Cautions in cluster sampling
Unfortunately, an often committed error in cluster sampling is to treat the sub-plots as if they would be the independently selected sampling units. As a consequence the sample size appears to be much bigger than it actually is. And, because sample size n comes in the denominator of the error variance and the standard error estimator, this artificial inflation of sample size leads to a smaller value of the error variance. While, of course, smaller error variance is always welcome, in this case the smaller value comes from an erroneous calculation!
When interest is in producing point and interval estimates for the target variables, then an analysis of individual sub-plot observations is not help- nor useful. However, if interest is in assessing aspects of the spatial distribution of the variables of interest, then the sub-plot information may be of great interest because the cluster plot contains some information about the spatial relationships at defined distances.
Cluster sampling examples: Examples for Cluster sampling
Comparison to SRS
If we compare cluster sampling to simple random sampling of the same number of sub-plots, then simple random sampling is expected to yield more precise results, because a much higher number of samples is being selected, covering more different situations of the population. While the cluster-plot, being a larger plot, will cover more variability within the plot, thus decreasing the variability between the plots; this smaller variance does usually not compensate the much smaller sample size.
- In simple words
- As in cluster sampling the observation from one cluster plot is derived as mean over all sub-plots, it can be assumed that more of the given variance can be captured inside a plot (or inside each single observation). The spatially dispersed sub-plots cover a wider range of conditions and by calculating the mean there is a compensating effect. Remember: The criterion for the quality of estimates is the standard error calculated based on the variance between the cluster plots (or observations). If more variance can be captured within the plots, the variance between the plots will decrease and the standard error will be lower (Means: an increase in precision).On the other hand, combining sub-plots to clusters leads to smaller sample size, as each cluster gives only one observation. Both effects can compensate each other.

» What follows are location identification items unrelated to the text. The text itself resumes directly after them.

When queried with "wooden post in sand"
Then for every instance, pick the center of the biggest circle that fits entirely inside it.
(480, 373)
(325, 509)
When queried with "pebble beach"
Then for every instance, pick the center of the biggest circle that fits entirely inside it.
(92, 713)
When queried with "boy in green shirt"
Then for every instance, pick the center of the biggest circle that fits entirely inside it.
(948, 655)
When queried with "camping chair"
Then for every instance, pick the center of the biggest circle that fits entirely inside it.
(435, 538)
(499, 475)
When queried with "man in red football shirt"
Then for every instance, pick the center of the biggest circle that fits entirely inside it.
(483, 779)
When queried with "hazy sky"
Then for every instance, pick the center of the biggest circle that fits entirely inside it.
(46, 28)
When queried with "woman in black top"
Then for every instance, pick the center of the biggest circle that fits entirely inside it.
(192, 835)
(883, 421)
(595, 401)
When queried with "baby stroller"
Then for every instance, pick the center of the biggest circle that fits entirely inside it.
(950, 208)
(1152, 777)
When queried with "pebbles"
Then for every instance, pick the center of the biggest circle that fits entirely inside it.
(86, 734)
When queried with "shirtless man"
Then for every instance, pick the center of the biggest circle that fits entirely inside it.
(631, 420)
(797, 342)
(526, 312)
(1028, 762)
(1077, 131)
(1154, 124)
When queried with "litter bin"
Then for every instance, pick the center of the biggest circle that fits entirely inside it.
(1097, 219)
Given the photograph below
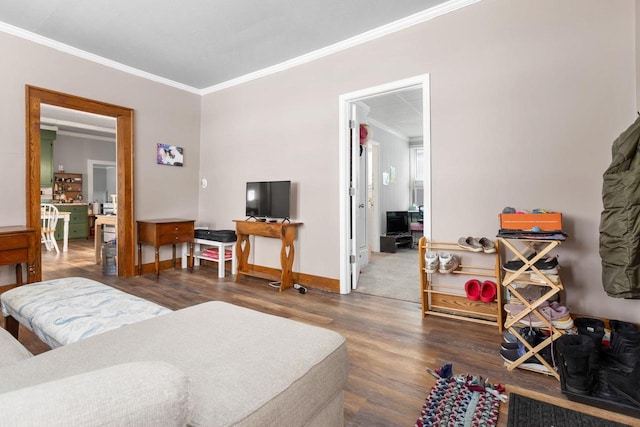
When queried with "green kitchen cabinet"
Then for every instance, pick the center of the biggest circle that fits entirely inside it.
(78, 222)
(46, 157)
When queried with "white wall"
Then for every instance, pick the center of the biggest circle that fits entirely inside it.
(162, 114)
(72, 153)
(526, 98)
(394, 152)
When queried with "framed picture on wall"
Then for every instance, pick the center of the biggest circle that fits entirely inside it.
(170, 155)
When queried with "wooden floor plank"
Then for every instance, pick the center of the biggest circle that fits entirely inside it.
(390, 344)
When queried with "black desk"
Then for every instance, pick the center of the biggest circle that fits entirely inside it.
(389, 243)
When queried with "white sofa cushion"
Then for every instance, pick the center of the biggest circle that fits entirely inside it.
(11, 350)
(131, 394)
(247, 368)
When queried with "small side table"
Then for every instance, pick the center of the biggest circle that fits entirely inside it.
(17, 246)
(159, 232)
(222, 248)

However, the general statement of the preceding paragraph must be looked at in more detail: to what extent cluster sampling is statistically less efficient than simple random sampling depends exclusively on the covariance-structure of the population. This is dealt with in more detail in spatial autocorrelation and precision.

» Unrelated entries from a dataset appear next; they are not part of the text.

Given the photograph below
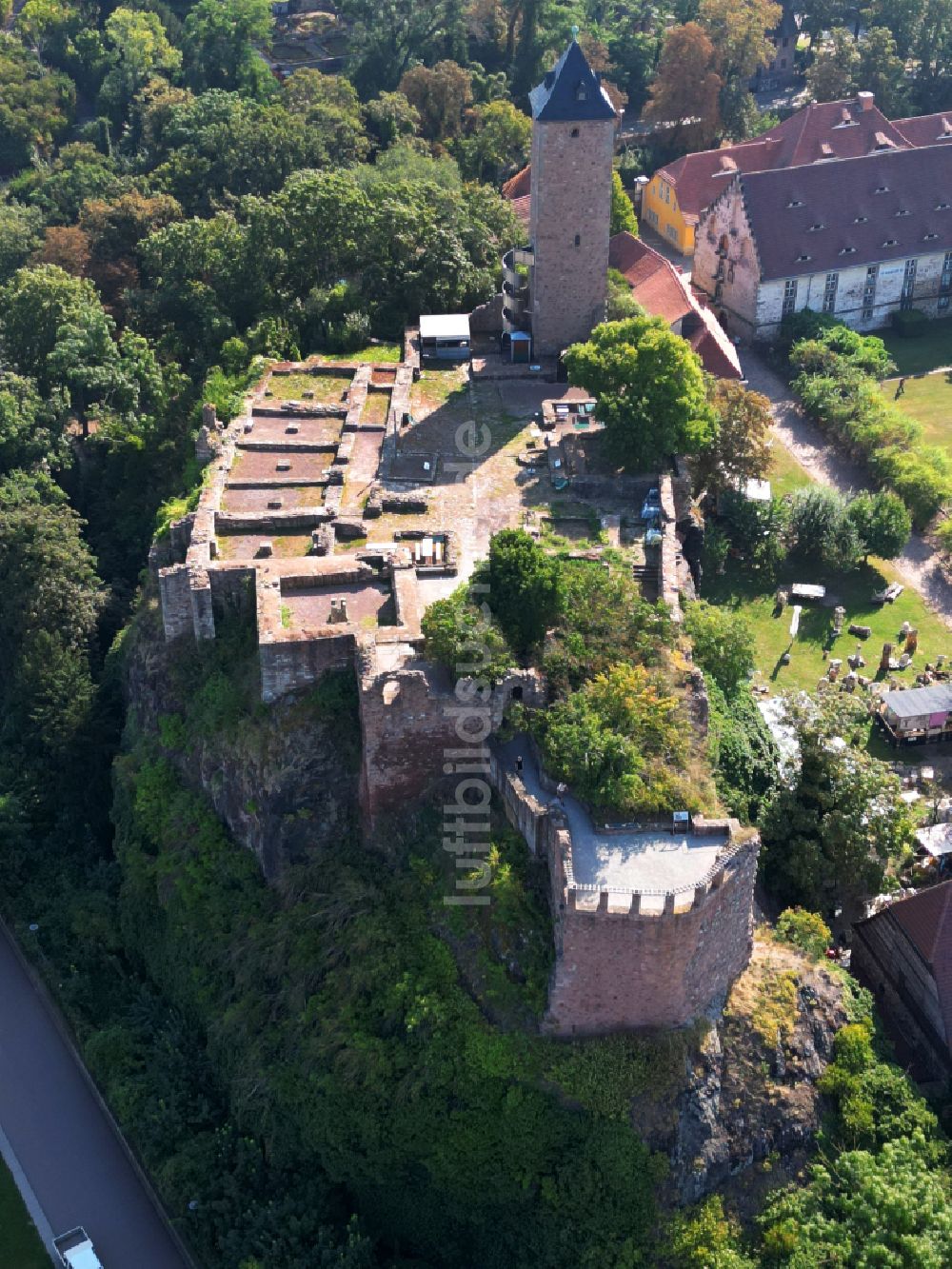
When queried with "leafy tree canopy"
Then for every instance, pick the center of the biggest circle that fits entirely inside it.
(650, 389)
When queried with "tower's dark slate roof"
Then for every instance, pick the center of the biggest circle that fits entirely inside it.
(570, 92)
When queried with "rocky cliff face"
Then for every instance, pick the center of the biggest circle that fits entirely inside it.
(282, 777)
(749, 1107)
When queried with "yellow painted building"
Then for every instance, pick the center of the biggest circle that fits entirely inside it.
(662, 210)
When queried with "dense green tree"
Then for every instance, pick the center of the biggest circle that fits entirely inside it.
(685, 92)
(704, 1238)
(219, 42)
(741, 446)
(498, 145)
(624, 220)
(390, 117)
(886, 1208)
(220, 145)
(605, 620)
(329, 104)
(883, 71)
(723, 643)
(30, 429)
(463, 636)
(59, 189)
(621, 742)
(650, 389)
(525, 591)
(49, 27)
(52, 602)
(388, 35)
(883, 523)
(36, 106)
(838, 822)
(738, 30)
(137, 49)
(836, 68)
(19, 236)
(441, 95)
(34, 305)
(822, 529)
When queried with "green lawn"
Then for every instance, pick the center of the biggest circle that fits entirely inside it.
(786, 473)
(372, 353)
(929, 401)
(19, 1241)
(921, 353)
(746, 594)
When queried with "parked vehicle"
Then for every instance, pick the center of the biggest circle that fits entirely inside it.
(76, 1252)
(651, 506)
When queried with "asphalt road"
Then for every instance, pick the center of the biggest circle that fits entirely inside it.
(63, 1145)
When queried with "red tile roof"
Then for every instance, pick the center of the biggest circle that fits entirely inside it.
(883, 207)
(518, 186)
(662, 292)
(700, 178)
(925, 129)
(925, 919)
(654, 281)
(715, 347)
(819, 132)
(521, 206)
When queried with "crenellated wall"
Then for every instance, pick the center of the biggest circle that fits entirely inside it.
(636, 960)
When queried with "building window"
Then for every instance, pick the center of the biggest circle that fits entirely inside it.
(909, 285)
(829, 292)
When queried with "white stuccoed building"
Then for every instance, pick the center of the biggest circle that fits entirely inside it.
(857, 237)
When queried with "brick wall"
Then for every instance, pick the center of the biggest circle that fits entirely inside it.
(623, 970)
(571, 195)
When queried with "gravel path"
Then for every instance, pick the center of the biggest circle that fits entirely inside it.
(918, 566)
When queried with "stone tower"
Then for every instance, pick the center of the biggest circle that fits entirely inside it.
(573, 145)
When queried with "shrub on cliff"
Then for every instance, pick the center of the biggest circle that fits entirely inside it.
(525, 590)
(463, 636)
(805, 930)
(723, 643)
(621, 742)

Cluster sampling is widely used in large area forest inventories, such as National Forest Inventories. The major reason does not lie in the statistical performance but in practical aspects: once a field team has reached a field plot location (which in some cases may take many hours or even some days), then one wishes to collect as much information as possible at this particular sample point. Therefore, it appears straightforward to establish a large plot and not a small one. Further on, large plots can be laid out in different manners: either as a compact individual plot – which, on the average, does not capture a lot of variability - or subdivided into sub-plots that are at a certain distance from each other – which tends to capture a lot more of variability. And, in addition, this spatial variability can also be analyzed.
References
- ↑ Kleinn, C. 2007. Lecture Notes for the Teaching Module Forest Inventory. Department of Forest Inventory and Remote Sensing. Faculty of Forest Science and Forest Ecology, Georg-August-Universität Göttingen. 164 S.
- ↑ Schindele, W. 1989. Field Manual for Reconnaissance Inventory on Burned Areas, Kalimantan Timur. FR-Report No.2.